Allereerst, de hypotheekaftrek is geregeld in de Wet Inkomstenbelasting uit 2001. Deze wet wordt afgekort als de Wet IB2001. In deze wet wordt belasting geregeld die men betaalt over het inkomen. Het standpunt binnen deze wet is dat de werkgever op basis van een staffel iedere werknemer voor een zelfde gestaffeld bedrag belast. De werkgever hoeft daarbij niet te bekijken of de werknemer in aanmerking komt voor bepaalde heffingskortingen en andere fiscale voordelen.
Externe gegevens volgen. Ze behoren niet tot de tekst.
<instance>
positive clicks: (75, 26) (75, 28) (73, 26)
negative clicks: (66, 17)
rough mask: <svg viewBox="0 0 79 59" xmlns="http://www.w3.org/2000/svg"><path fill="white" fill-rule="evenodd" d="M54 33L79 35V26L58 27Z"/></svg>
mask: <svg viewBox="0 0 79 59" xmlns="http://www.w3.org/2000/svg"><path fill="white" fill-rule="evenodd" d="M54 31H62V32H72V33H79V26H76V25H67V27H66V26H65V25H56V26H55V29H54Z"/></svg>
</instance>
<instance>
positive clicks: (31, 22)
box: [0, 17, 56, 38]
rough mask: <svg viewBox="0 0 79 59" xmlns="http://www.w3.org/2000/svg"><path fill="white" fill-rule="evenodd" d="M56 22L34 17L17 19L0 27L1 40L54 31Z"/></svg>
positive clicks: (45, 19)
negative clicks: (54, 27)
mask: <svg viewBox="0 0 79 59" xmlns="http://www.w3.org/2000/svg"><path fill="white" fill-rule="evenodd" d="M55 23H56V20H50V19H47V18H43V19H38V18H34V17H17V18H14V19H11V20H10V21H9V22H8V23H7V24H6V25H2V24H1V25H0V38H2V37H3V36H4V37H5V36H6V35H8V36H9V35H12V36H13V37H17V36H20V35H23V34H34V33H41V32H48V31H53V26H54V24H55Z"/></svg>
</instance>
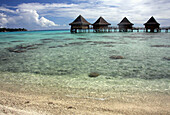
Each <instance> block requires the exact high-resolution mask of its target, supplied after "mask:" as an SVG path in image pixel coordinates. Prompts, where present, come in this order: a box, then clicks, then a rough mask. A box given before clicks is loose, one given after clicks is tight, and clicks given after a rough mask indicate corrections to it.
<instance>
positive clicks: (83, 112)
mask: <svg viewBox="0 0 170 115" xmlns="http://www.w3.org/2000/svg"><path fill="white" fill-rule="evenodd" d="M127 98H129V99H130V98H131V99H130V100H129V101H126V99H127ZM0 100H1V101H0V113H3V114H16V113H18V112H19V113H25V114H26V115H32V114H34V115H40V114H46V115H55V114H58V115H63V114H64V115H67V114H83V115H85V114H89V115H93V114H99V115H105V114H107V115H113V114H115V115H116V114H125V115H128V114H131V115H136V114H138V115H146V114H154V115H156V114H170V110H169V107H170V104H169V103H168V100H170V96H169V95H162V94H158V95H153V94H152V95H149V94H148V95H146V94H145V95H140V96H139V95H131V97H128V96H122V97H117V98H115V99H109V100H94V99H88V98H84V99H83V98H74V97H58V98H54V97H52V96H51V95H36V94H32V95H25V94H23V93H9V92H7V91H2V90H1V91H0Z"/></svg>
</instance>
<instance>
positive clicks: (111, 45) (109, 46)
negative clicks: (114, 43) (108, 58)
mask: <svg viewBox="0 0 170 115" xmlns="http://www.w3.org/2000/svg"><path fill="white" fill-rule="evenodd" d="M104 47H114V46H113V45H105V46H104Z"/></svg>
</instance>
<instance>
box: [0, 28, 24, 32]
mask: <svg viewBox="0 0 170 115" xmlns="http://www.w3.org/2000/svg"><path fill="white" fill-rule="evenodd" d="M15 31H27V29H25V28H0V32H15Z"/></svg>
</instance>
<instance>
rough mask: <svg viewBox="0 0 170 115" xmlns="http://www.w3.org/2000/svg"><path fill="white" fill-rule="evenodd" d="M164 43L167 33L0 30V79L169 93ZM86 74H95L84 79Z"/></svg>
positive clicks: (54, 86) (168, 60) (166, 45)
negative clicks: (72, 33)
mask: <svg viewBox="0 0 170 115" xmlns="http://www.w3.org/2000/svg"><path fill="white" fill-rule="evenodd" d="M169 45H170V33H142V32H141V33H135V32H134V33H78V34H71V33H70V32H69V31H68V30H62V31H28V32H11V33H0V72H1V75H0V76H1V77H0V78H1V82H14V83H15V82H17V83H18V82H19V83H20V84H26V83H28V84H29V83H30V84H40V85H42V84H44V85H47V84H48V85H50V86H54V87H56V85H60V86H62V87H67V88H68V87H71V88H84V89H93V90H99V89H100V90H102V91H110V90H111V91H113V90H114V91H137V90H140V91H159V92H166V93H167V92H168V93H169V92H170V61H169V58H170V46H169ZM110 56H122V57H123V58H124V59H111V58H110ZM91 72H97V73H99V74H100V76H99V77H97V78H89V77H88V75H89V73H91ZM84 89H83V90H84Z"/></svg>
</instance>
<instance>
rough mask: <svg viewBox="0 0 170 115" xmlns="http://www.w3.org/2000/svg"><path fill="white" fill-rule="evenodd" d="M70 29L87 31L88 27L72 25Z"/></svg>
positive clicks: (81, 25)
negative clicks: (76, 29) (85, 30)
mask: <svg viewBox="0 0 170 115" xmlns="http://www.w3.org/2000/svg"><path fill="white" fill-rule="evenodd" d="M71 28H72V29H89V26H88V25H72V26H71Z"/></svg>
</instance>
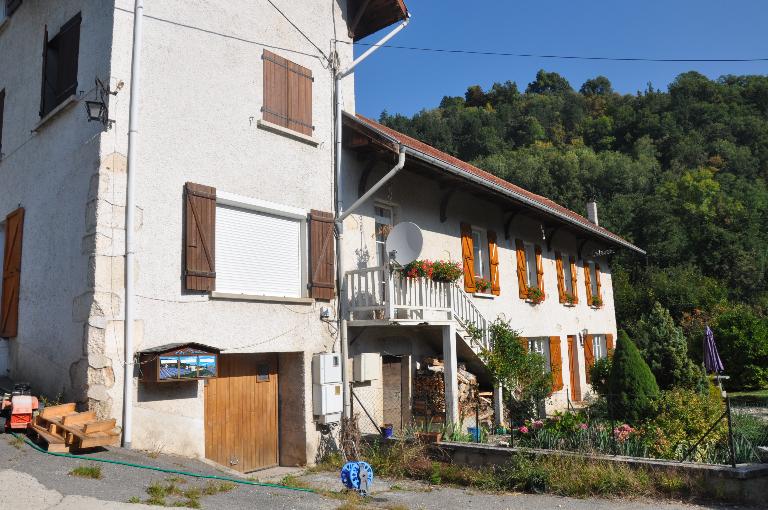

Hoewel de hypotheekaftrek, die voluit hypotheekrenteaftrek heet, geen heffingskorting is, wordt deze wel door de werknemer zelf aangevraagd. Het is immers ondoenlijk voor een werkgever - en daarnaast ook gevoelig voor vergissingen of fouten - voor iedere individuele werknemer aan te geven of deze, en dan ook nog eens zo ja voor hoeveel, hypotheekaftrek hij in aanmerking komt.

 

Als stelregel kan worden aangenomen dat er voor hypotheekaftrek een loondienstverband moet bestaan waarbij de werkgever loonheffing en sociale premies voor de werknemer afdraagt. Wordt dit niet gedaan dan bestaat er geen recht op hypotheekaftrek. Er is echter een uitzondering op deze situatie. Dit is de zelfstandig ondernemer die werkzaam is in een eenmanszaak of VOF.

 

De eenmanszaak en de VOF zijn ondernemingsvormen waarbij de ondernemer zijn privé en zakelijk vermogen, maar ook de kosten niet van elkaar kan scheiden. Alles wordt in privé belast. Dit is een vreemde situatie wanneer er sprake is van een de Wet IB 2001. Bij een ondernemer wordt namelijk pas aan het einde van het jaar een opgave gedaan van het verdiende inkomen. En zo ontstaat een situatie waar de aanvraag van hypotheekaftrek gebaseerd is op een schatting. Dit is erg gevaarlijk omdat het fiscaal strafrecht kan spreken van het opzettelijk doen van een onjuiste belastingaangifte. Het is daarom absoluut aan te raden wanneer u ondernemer bent, uw hypotheekaftrek samen met uw boekhouder of accountant aan te vragen. U blijft zelf verantwoordelijk voor de aangifte, maar heeft wel deskundige hulp van een adviseur die weet hoe de belastingdienst tegen (met name) de maandelijkse teruggaaf van hypotheekaftrek voor een ondernemer aankijkt.